The Taylor St Community Legal Service has intervened to end use of the ‘Mosquito device’ at a local shopping centre.


The Mosquito device emits a high frequency tone that is able to be heard generally by people up to the age of about 25 years and disrupts equilibrium. They are marketed as an ‘anti-loitering’ device. Reactions to the device vary from person to person and can include mild to extreme discomfort, migraines, tinnitus, temporary deafness, dizziness, bodily pain, nausea, headaches and impairment. The long-term effect on hearing and general health is not known.

During initial contact with the centre, a spokesperson expressed the view that young people are more likely to commit public nuisance, and possibly crime, based on their age.
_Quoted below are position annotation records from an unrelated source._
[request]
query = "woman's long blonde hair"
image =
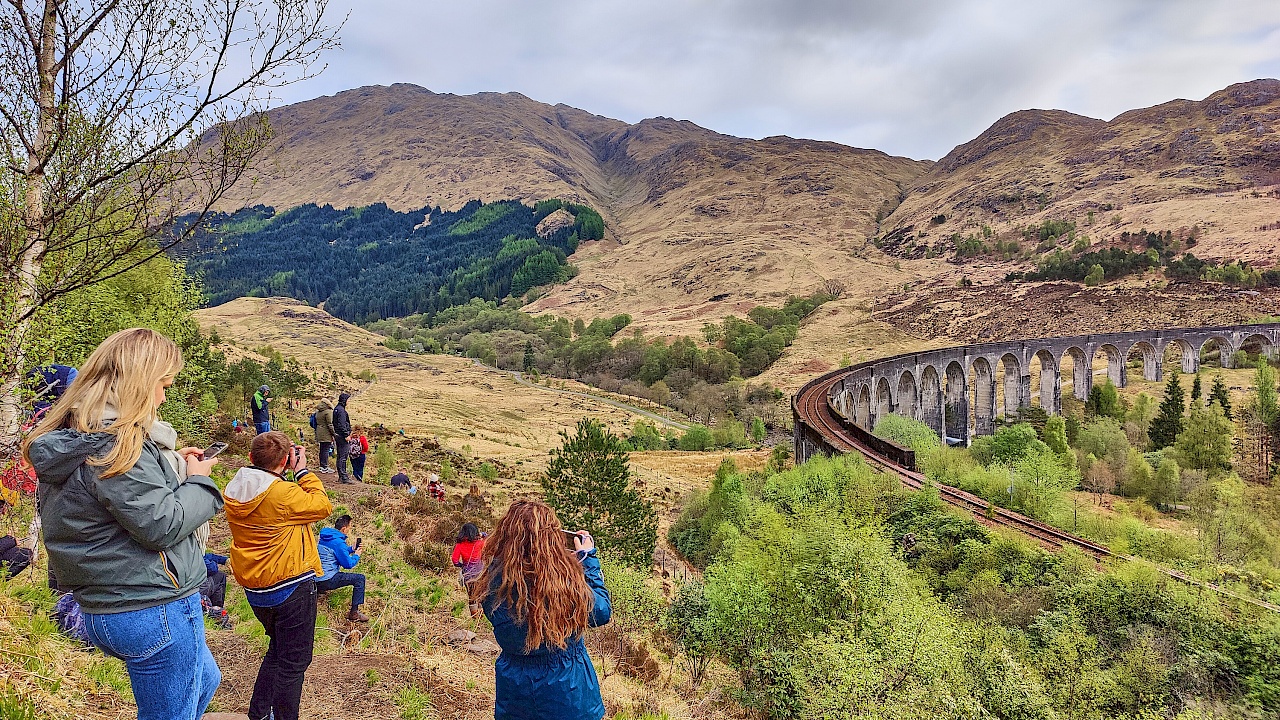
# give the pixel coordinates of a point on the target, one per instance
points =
(120, 374)
(529, 569)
Further, that they were unconcerned with principles of discrimination in this context and did not consider that the rights of young people, including those behaving lawfully, were being infringed.

The Taylor Street Community Legal Service was deeply concerned by this discriminatory attitude which assumes certain behaviour of young people resulting in a practice that collectively punishes a group according to an attribute (age) instead of individual behaviour.

The device was installed at an entrance adjacent to a busy bus stop used by people of many ages including school-aged children. Use of this sonic weapon arguably constitutes assault and violates the United Nations Convention on the Rights of the Child. It constitutes direct discrimination on the basis of age in contravention of both the Anti-Discrimination Act 1991 (Qld) and the Age Discrimination Act 2004 (Cth) by adversely affecting young people wishing to access goods and services within the shopping centre and the numerous young people employed by businesses within the centre.

Use of the device may also constitute direct or indirect discrimination on the basis of impairment/disability for wearers of hearing aids and those relying on assistance animals with perhaps greater susceptibility to the high frequency tone; and parental status/family responsibilities for parents with children under 25 years, particularly babies and infants with acute hearing.

Young people employed within the centre have experienced distressing ear-ringing and pain which continues for some time after leaving the field of coverage. On a visit to the centre, a Taylor Street staff member observed a young employee working beneath the device undertaking glass cleaning duties for the centre.

Of further concern are the health and safety aspects of exposure to this high frequency tone for young people and animals. There is no conclusive evidence that exposure is safe. The German Federal Institute for Occupational Safety and Health stated in a report on the Mosquito, entitled "Use of ultrasonic noise channels not entirely safe" (14 December 2007):

The results of the examination are now available. The auditors were not able to certify this device as completely safe. The risk to the target group of teenagers and young adults is relatively low. They can leave the area when they hear the sound. On the other hand small children and infants are especially at risk, due to lengthy exposure to the sound, because the adults themselves do not perceive the noise. Moreover, the ultrasound affects not only hearing. Disruption of the equilibrium senses, as well as other extra-aural effects are well known. With the sound levels that can be reached by the device, the onset of dizziness, headache, nausea and impairment is to be expected. This is not the limit of the total risks to safety and health.

Although initial contact with the centre did not result in agreement to end use of the device, the centre has now agreed to disable it as a result of our continued communication.

Continued use of the device anywhere ultimately impacts on the right of all young people to live in a society free from discrimination and harm. The Taylor Street Community Legal Service calls on government to recognise the discriminatory nature of these devices and investigate product safety with a view to entirely banning its use within Australia.